Is advertising any better with newer technology?
Tom Dougherty, CEO – Stealing Share
24 June 2013
Not if you don’t have the strategy first
I read an interesting article yesterday that I thought I would share that says, in our high technology world, we are more concerned with getting information out quickly rather than correctly. On the surface of it, I agree completely. In the case of advertising, the craft of it has died somewhere along the way, and the meaning in advertising has been become either so vanilla it’s easy to ignore or so over the top that the message is lost.
“The craft of advertising has not died, the craft of strategy has. When you look at what many marketers consider brands today you really see the demise of strategy.”

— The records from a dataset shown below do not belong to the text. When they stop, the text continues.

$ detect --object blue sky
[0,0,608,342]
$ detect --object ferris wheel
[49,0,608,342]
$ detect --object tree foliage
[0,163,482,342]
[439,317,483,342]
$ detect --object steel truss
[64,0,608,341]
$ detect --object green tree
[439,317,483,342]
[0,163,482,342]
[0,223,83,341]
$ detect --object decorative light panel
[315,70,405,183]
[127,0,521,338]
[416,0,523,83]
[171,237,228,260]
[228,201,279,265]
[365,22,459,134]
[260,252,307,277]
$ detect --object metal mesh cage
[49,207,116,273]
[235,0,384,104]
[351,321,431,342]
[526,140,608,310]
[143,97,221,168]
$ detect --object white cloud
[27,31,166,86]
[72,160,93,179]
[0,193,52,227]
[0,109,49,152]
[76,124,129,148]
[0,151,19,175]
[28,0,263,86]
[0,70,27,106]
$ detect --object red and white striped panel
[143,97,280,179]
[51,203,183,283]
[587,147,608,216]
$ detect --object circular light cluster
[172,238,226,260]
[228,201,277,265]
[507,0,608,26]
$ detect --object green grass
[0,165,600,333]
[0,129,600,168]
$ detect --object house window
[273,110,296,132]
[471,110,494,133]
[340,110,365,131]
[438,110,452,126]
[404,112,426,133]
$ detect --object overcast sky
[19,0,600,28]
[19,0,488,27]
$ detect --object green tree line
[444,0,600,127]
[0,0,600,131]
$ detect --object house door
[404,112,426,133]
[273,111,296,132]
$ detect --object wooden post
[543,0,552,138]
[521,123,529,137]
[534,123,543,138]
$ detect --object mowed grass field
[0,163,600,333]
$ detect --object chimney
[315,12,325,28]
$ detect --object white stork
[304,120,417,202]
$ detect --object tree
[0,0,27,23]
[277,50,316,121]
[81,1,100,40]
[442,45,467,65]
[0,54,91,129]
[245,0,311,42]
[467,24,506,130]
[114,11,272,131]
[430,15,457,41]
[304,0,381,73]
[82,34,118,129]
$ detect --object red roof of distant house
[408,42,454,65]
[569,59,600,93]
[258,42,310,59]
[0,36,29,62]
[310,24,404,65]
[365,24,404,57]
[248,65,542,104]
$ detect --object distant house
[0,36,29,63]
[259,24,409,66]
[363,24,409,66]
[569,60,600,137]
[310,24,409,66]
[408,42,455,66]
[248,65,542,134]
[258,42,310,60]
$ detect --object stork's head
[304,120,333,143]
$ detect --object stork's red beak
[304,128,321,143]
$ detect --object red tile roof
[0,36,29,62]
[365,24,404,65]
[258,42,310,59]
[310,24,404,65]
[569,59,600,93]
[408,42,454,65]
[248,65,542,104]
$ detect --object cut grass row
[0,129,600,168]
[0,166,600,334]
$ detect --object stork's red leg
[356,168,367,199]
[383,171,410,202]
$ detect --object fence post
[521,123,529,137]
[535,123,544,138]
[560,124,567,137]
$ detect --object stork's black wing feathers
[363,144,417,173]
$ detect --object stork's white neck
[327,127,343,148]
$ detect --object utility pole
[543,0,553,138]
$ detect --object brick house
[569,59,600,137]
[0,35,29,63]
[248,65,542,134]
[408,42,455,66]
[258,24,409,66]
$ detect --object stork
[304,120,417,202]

However, good craft can only take place under the umbrella of good strategy. Has the persuasive quality of advertising declined? Absolutely, but it can only be as good as the foundation it is built on and far too many companies today are not shoring up their foundations.

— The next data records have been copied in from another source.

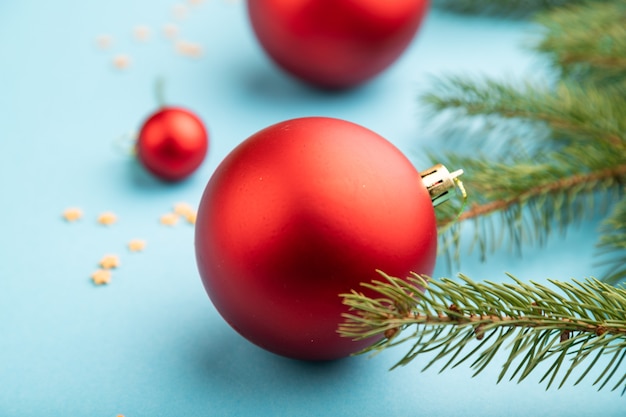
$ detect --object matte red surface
[248,0,429,88]
[195,117,437,360]
[137,107,209,181]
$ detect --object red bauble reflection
[137,107,209,181]
[195,117,437,360]
[248,0,429,88]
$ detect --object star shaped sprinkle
[98,211,117,226]
[176,41,203,58]
[63,207,83,223]
[100,255,120,269]
[160,213,178,226]
[128,239,146,252]
[174,202,196,224]
[91,269,111,285]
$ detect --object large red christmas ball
[136,107,209,181]
[248,0,429,89]
[195,117,437,360]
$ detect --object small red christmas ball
[247,0,429,89]
[195,117,437,360]
[136,107,209,182]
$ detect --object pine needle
[338,272,626,395]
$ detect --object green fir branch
[338,272,626,395]
[422,1,626,283]
[433,0,602,17]
[534,1,626,85]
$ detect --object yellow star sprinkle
[113,54,130,70]
[160,213,178,226]
[63,207,83,222]
[100,255,120,269]
[91,269,111,285]
[176,41,203,58]
[98,211,117,226]
[128,239,146,252]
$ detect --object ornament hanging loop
[420,164,467,234]
[420,164,467,207]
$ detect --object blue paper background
[0,0,626,417]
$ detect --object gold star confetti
[91,269,111,285]
[113,54,130,70]
[98,211,117,226]
[176,41,203,58]
[163,23,178,39]
[128,239,146,252]
[133,25,151,42]
[96,35,113,50]
[100,255,120,269]
[63,207,83,223]
[160,213,178,226]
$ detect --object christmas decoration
[248,0,428,89]
[136,107,209,181]
[339,274,626,395]
[423,1,626,283]
[195,117,460,360]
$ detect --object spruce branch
[534,1,626,88]
[338,272,626,395]
[433,0,602,17]
[421,1,626,283]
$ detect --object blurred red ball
[195,117,437,360]
[248,0,429,89]
[136,107,209,182]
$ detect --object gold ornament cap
[420,164,463,207]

As the author suggests, there has been a mad rush to utilize new technology in advertising (i.e., Twitter and such). But there is a tendency to put your head down and ignore where you are going when you are rushing. Once the rush has stopped, there’s a realization that you did not end up where you thought you would.
So let me clarify my earlier statement. The craft of advertising has not died, the craft of strategy has. When you look at what many marketers consider brands today you really see the demise of strategy.

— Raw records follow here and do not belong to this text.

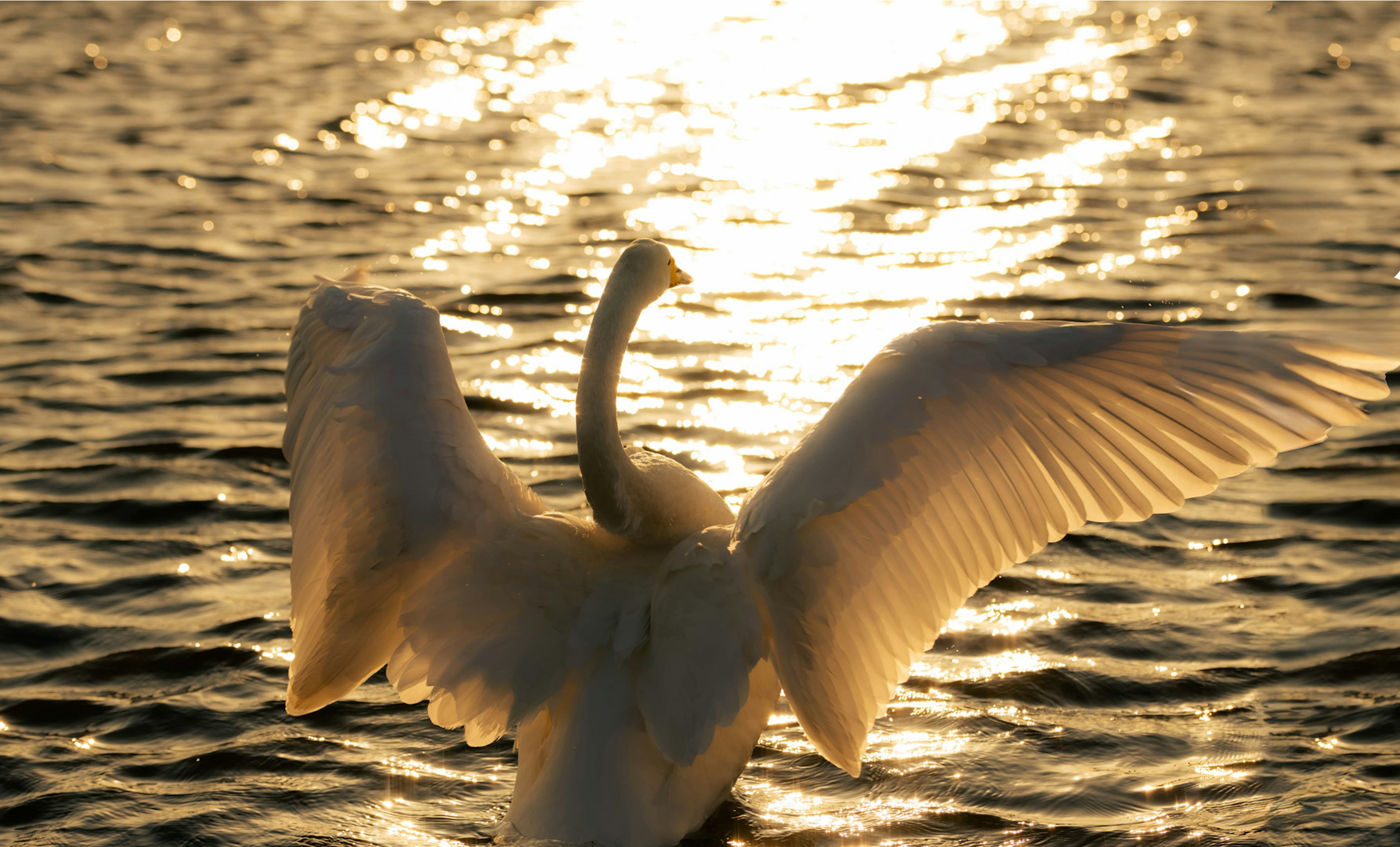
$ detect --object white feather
[284,248,1393,847]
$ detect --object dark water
[0,3,1400,846]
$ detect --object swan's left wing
[734,322,1396,774]
[283,277,545,714]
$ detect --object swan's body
[284,241,1395,847]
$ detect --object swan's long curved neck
[574,280,647,535]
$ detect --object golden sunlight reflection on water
[330,0,1240,833]
[336,1,1190,521]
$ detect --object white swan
[283,241,1396,847]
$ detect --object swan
[283,240,1397,847]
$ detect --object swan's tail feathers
[283,272,545,714]
[735,322,1396,774]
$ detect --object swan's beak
[666,265,695,288]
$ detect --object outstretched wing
[283,277,543,714]
[735,322,1396,774]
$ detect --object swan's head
[608,238,692,302]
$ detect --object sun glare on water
[318,1,1239,833]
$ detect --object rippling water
[0,1,1400,847]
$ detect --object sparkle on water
[11,0,1400,847]
[270,1,1249,843]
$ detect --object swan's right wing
[283,280,543,714]
[735,322,1396,774]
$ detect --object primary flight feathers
[284,242,1396,847]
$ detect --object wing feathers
[283,280,543,714]
[734,322,1393,773]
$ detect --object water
[0,3,1400,847]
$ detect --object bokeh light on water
[0,1,1400,847]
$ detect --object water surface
[0,1,1400,847]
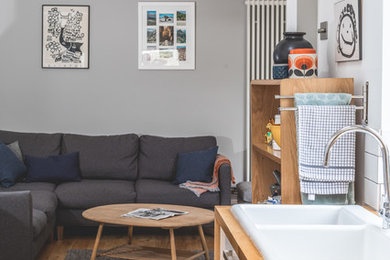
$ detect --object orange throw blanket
[179,154,236,197]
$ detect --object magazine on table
[122,208,188,220]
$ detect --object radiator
[245,0,287,81]
[245,0,287,181]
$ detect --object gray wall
[0,0,245,183]
[297,0,318,49]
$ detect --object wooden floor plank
[37,227,213,260]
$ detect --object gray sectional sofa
[0,131,231,260]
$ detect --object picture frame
[138,2,195,70]
[41,4,90,69]
[334,0,363,62]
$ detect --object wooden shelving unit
[251,78,354,204]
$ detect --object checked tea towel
[297,105,356,195]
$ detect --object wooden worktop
[214,206,264,260]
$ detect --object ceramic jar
[288,49,318,78]
[272,32,313,79]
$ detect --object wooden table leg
[169,228,176,260]
[91,223,103,260]
[214,220,221,260]
[198,225,210,260]
[128,226,133,245]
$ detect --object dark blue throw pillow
[0,143,26,188]
[25,152,80,183]
[173,146,218,184]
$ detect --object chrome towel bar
[275,81,369,125]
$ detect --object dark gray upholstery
[139,135,217,180]
[62,134,138,180]
[0,182,56,192]
[0,131,231,260]
[32,219,56,259]
[0,130,62,157]
[31,190,58,219]
[32,208,47,238]
[0,191,33,260]
[55,180,136,209]
[57,208,103,226]
[218,163,232,205]
[135,179,220,208]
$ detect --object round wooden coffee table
[83,203,214,260]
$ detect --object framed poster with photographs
[334,0,362,61]
[42,5,89,69]
[138,2,195,70]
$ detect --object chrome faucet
[324,125,390,229]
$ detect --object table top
[82,203,214,228]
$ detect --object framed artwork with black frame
[42,5,90,69]
[334,0,363,62]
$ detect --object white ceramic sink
[232,205,390,260]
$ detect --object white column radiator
[245,0,287,180]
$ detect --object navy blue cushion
[25,152,80,183]
[0,143,26,188]
[173,146,218,184]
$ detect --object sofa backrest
[0,130,62,157]
[62,134,139,180]
[139,135,217,180]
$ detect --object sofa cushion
[31,190,58,219]
[55,179,136,209]
[173,146,218,185]
[0,142,26,188]
[7,141,23,162]
[32,209,47,238]
[62,134,138,180]
[25,152,80,183]
[135,180,220,208]
[139,135,217,181]
[0,130,62,156]
[0,182,56,192]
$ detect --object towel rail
[279,106,364,111]
[275,95,364,99]
[275,81,369,125]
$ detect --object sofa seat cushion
[32,209,47,238]
[55,179,136,209]
[135,179,220,208]
[0,182,56,192]
[31,190,58,219]
[139,135,217,181]
[62,134,138,180]
[0,131,62,157]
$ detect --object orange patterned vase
[288,49,318,78]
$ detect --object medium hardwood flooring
[38,227,214,260]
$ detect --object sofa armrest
[0,191,33,260]
[218,163,232,205]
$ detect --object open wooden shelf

Most companies do not want a real brand because that would mean actually standing for something beyond the base values of their industries. Rather, they want a tagline – an often non-strategic asset that does not allow advertising to be simple, worth repeating or authentic, as the author suggests.
Being thoughtful and relevant can only happen if there is actually something to be thoughtful and relevant about. And that starts with a brand’s strategy.